London, Whitechapel Art Gallery, Jasper Johns: Paintings, Drawings, and Sculpture, 1954-1964, December 1964, no. 72.
New York, Whitney Museum of American Art; Cologne, Wallraf-Richartz Museum and Museum Ludwig; Paris, Muse National d'Art Moderne; London, Hayward Gallery; Tokyo, Seibu Museum of Art; and San Francisco, Museum of Art, Jasper Johns, October 1977-December 1978, p. 96, no. 29 (illustrated).

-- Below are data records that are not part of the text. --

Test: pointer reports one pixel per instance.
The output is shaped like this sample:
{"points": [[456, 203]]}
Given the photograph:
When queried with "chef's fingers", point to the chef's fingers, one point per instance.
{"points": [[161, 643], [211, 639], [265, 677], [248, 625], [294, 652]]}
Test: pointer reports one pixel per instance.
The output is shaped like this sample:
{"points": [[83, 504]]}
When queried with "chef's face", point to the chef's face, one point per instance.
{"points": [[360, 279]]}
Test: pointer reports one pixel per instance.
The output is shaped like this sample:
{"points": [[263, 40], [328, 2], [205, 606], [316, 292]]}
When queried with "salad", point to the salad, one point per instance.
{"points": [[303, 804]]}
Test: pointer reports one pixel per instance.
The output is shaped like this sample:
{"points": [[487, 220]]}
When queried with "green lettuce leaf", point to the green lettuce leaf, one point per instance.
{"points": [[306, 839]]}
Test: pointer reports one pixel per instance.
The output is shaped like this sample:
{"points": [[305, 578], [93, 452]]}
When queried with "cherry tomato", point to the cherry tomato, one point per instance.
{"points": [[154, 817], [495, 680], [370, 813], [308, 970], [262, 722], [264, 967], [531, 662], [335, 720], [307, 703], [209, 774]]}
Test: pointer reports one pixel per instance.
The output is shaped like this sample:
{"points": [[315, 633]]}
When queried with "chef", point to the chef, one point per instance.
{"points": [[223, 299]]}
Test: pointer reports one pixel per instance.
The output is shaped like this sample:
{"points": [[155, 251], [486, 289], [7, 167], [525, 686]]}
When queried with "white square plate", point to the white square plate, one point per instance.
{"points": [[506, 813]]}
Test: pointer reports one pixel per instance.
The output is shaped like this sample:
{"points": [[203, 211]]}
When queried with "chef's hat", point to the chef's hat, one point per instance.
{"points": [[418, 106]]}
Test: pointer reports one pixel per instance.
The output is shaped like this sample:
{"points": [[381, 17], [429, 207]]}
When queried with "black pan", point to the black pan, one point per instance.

New York, The Museum of Modern Art, Jasper Johns: A Retrospective, October 1996-January 1997, no. 42 (illustrated in color, p. 159).

Lot Essay

Johns often re-used images to explore the potentials of various mediums and compositional problems. For example, the artist took the subjects of flags and numbers (see lot 598) for works he produced separately in encaustic and collage, sculpmetal, pencil, and pen and ink. Similarly, in 1958 Johns created a series of sculptures of flashlights and lightbulbs in various mediums, including paper mach, plaster, and sculpmental. Among these is Light Bulb I (private collection), a sculptural version of the present drawing in which a light bulb sits atop a brick. Like his other works from this period, Johns intended the light bulbs, as commonplace objects, to be a sophisticated and witty commentary on the process of making art. Beneath the beauty of the surface of Light Bulb, with its elegantly drawn and washed passages, lies the intellectual and visual joke of a light bulb that produces no light.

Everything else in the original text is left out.